He asked me for my number, he has to call first. It's only been 2 days since our initial meeting, he can listen to my voicemail until day 3. It's only our first date, I could give him a kiss on the cheek. It goes on & on. The do's and don'ts of what is acceptable in the realm of dating.
Quite annoying if you ask me. Since when did the interaction with another human being become one of such a checklist fiasco? I wouldn't have believed people really went to such extreme depths if I didn't hear it for myself.
I was on the bus the other day heading home, when I overheard a conversation by two grown women. By grown, I mean...over the legal drinking age. One of the women was describing and explaining her meeting a new guy and the days that had previously followed. I honestly found myself confused when I glanced around at them and saw that these weren't teenagers. The conversation had to be a joke that I clearly had the misfortune of being in the earshot of.
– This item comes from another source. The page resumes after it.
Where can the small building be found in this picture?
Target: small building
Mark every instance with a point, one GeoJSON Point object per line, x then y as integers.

During my 30-minute bus ride, I listened to this woman (let's call her Peggy), go down the specifics of the things she'd checked off on what she'd done on her date. I found it intriguing, yet hysterical. Loosely in her words--I waited about two minutes before I answered the door when he rang. I acted appreciative, but not eager. During our dinner, I left out any information about my exes; that's date three conversation. I let him know I was interested in what he had to say, but made it clear I could hold a conversation as well.
The lists went on and on and on. It was almost as if she was following the rules of a "how-to-date" help book. In fact, I was almost certain she was.So I found myself really questioning, do women, or even men, actually do that?
Prepare for a date, down to the actual specifics of your behavior? What ever happened to going with the flow of getting to know one another?
I mean, I'm all for the "make your first impression, your best impression." But, I'm not one for false personas, or implications of what you think the other person WANTS to hear, rather than being who you actually are. Have you ever created a list of do's & don'ts to follow through when it comes to dating? Or are you one who believes in letting the chips fall where they may?